Quantum physics is the study of the smallest observable and unobservable particles such as electrons, quarks, and photons. They shape our reality without certainty. It is almost impossible to find validity in the quantum realm, which is why building a quantum computer able to shape even minor forms of logic seems impossible. How computers function is by interpreting voltage. When the given voltage is high the computer interprets it as a signal of information we call a “one” and by contrast, when the voltage is low, the system interprets it as a “zero”. Of course, a computer doesn’t run on ones and zeros; It’s just how we denote the electrical information processed by computers. (White, 1998)

These ones and zeros can make complex logical systems that modern computers utilize to perform everything from calculating the end of the world to playing Candy Crush. However, there is an issue with this approach. The components of computers get smaller as they develop. Today, a transistor — the *fundamental building block of our computers, acting as an on-and-off switch for voltage and changing ones to zeros and zeros to ones *(PCMag, 2022) — is at an atomic scale. Silicone transistors are only 70 atoms long. The problems that arise are tragic; as they get smaller, they stop following our command and embrace the quantum world discretely, making them absurdly random. For instance, a sufficiently small transistor would have electrons just ignoring the switch, bypassing them through a process we call quantum tunneling and superposition. Using electricity would be impossible, and we’d have reached our limit. However, the problem becomes the fuel of innovation; we have called into the quantum realm and it whispers secrets of discrete structure in the chaos. What we thought was the problem becomes the answer.

Quantum computing relies on storing information in a particle — smaller than a transistor, a molecule, or an atom — **just a single electron. **This functions by utilizing the chaos of an electron, which refuses to follow our understanding of physics. (Brooks, 2023) Quantum physicists observed that when an electron has two possible paths of movement, with one decision to go either left or right, it takes **both. **This phenomenon is what we call superposition. We use this to replace the electrical current running the system with a single electron shooting through the system at almost the speed of light, acting as both a one and a zero through superposition transcending all forms of computer logic. This opens the door to magnificent possibilities. A quantum computer that can think and produce logical computations is smaller than matter at a fundamental level. It is simply a collection of subatomic particles, each with their innate field forces acting as the components of a computer.
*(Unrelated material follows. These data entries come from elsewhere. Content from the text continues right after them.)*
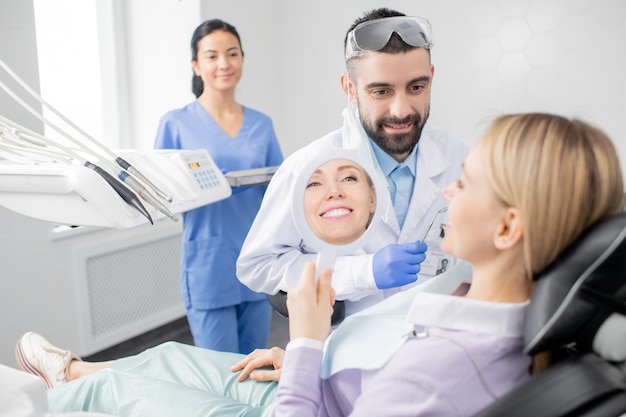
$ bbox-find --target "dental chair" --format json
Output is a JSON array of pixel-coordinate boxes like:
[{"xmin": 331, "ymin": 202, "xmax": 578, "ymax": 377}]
[
  {"xmin": 4, "ymin": 214, "xmax": 626, "ymax": 416},
  {"xmin": 475, "ymin": 212, "xmax": 626, "ymax": 417}
]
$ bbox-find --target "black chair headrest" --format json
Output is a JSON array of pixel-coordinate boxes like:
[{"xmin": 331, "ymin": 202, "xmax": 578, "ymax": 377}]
[{"xmin": 524, "ymin": 212, "xmax": 626, "ymax": 357}]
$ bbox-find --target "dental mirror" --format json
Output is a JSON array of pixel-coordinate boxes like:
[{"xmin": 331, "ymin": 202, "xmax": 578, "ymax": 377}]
[{"xmin": 268, "ymin": 148, "xmax": 386, "ymax": 324}]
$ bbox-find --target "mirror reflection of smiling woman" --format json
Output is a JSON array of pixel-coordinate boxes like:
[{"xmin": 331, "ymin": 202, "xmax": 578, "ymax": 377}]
[{"xmin": 304, "ymin": 159, "xmax": 376, "ymax": 246}]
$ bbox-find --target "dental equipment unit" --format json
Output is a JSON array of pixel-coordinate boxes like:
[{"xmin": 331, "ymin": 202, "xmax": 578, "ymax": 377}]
[{"xmin": 0, "ymin": 59, "xmax": 233, "ymax": 229}]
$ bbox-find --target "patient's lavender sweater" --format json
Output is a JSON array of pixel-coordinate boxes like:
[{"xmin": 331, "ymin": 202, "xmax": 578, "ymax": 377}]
[{"xmin": 269, "ymin": 292, "xmax": 531, "ymax": 416}]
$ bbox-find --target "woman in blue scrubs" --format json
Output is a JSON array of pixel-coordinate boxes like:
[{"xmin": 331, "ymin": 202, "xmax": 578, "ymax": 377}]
[{"xmin": 154, "ymin": 19, "xmax": 284, "ymax": 353}]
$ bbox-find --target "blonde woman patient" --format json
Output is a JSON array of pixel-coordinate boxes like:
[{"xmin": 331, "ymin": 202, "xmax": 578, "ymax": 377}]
[{"xmin": 16, "ymin": 113, "xmax": 625, "ymax": 416}]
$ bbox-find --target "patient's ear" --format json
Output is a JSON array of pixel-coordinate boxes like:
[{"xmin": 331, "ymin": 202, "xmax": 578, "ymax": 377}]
[{"xmin": 494, "ymin": 207, "xmax": 523, "ymax": 250}]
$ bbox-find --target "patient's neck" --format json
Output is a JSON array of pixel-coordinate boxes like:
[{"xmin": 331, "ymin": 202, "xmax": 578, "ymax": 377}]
[{"xmin": 464, "ymin": 260, "xmax": 530, "ymax": 303}]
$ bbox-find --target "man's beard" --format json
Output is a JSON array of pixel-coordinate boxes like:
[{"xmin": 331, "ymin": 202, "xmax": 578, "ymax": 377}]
[{"xmin": 360, "ymin": 108, "xmax": 429, "ymax": 157}]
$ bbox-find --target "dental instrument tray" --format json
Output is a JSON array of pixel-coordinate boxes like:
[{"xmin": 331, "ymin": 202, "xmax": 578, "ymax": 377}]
[{"xmin": 225, "ymin": 166, "xmax": 279, "ymax": 187}]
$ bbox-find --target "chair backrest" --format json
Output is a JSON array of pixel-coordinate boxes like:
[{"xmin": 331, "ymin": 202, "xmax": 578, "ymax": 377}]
[
  {"xmin": 473, "ymin": 353, "xmax": 626, "ymax": 417},
  {"xmin": 475, "ymin": 212, "xmax": 626, "ymax": 417},
  {"xmin": 524, "ymin": 212, "xmax": 626, "ymax": 358}
]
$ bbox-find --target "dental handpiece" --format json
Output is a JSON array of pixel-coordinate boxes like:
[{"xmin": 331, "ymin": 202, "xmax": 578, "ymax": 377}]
[
  {"xmin": 84, "ymin": 161, "xmax": 153, "ymax": 225},
  {"xmin": 117, "ymin": 170, "xmax": 178, "ymax": 222},
  {"xmin": 116, "ymin": 157, "xmax": 173, "ymax": 203},
  {"xmin": 421, "ymin": 207, "xmax": 448, "ymax": 242}
]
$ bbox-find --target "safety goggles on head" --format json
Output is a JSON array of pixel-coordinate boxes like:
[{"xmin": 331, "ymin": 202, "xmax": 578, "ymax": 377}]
[{"xmin": 345, "ymin": 16, "xmax": 433, "ymax": 61}]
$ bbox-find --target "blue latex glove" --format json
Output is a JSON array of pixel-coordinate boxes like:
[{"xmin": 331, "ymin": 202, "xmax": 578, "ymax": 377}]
[{"xmin": 373, "ymin": 241, "xmax": 428, "ymax": 289}]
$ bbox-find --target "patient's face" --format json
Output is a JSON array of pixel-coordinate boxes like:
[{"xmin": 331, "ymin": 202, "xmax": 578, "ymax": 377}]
[
  {"xmin": 304, "ymin": 159, "xmax": 376, "ymax": 245},
  {"xmin": 441, "ymin": 142, "xmax": 506, "ymax": 262}
]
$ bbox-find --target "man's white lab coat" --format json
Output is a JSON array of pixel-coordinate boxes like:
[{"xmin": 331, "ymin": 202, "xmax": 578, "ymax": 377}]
[{"xmin": 237, "ymin": 107, "xmax": 469, "ymax": 315}]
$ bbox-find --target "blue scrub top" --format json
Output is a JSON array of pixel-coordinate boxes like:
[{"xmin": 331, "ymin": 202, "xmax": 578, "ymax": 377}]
[{"xmin": 154, "ymin": 100, "xmax": 284, "ymax": 309}]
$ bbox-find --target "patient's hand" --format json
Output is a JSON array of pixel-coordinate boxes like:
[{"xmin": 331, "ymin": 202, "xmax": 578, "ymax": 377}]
[
  {"xmin": 230, "ymin": 347, "xmax": 285, "ymax": 382},
  {"xmin": 286, "ymin": 262, "xmax": 334, "ymax": 341}
]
In conclusion, the field of quantum physics is a source of great excitement and intrigue. According to Niels Bohr, if quantum physics hasn't severely shaken us, we haven't properly understood its core. This field pushes us into the unknown, where classical physics laws shatter, and a universe of tantalizing possibilities arises. As particles dance on the edge of existence and nonexistence and the fabric of spacetime unravels before our eyes, Quantum Physics pushes us to reconsider our notion of reality (Frankenfield, 2023).

###### References

Bohr, N., 1992

Brooks, M., 2023. *Quantum computers: what are they good for**?** *[Online]

Available at: __https://www.nature.com/articles/d41586-023-01692-9#:~:text=Quantum%20computers%20store%20data%20in,others%20operate%20at%20room%20temperature.__

[Accessed 23 9 2023].

Frankenfield, J., 2023. *Quantum Computing: Definition, How It's Used, and Example. *[Online]

Available at: __https://www.investopedia.com/terms/q/quantum-computing.asp__

[Accessed 23 9 2023].

PCMag, 2022. *PCMag. *[Online]

Available at: __https://www.pcmag.com/encyclopedia/term/transistor__

White, R., 1998. *How computers work (p. 464). *s.l.:s.n.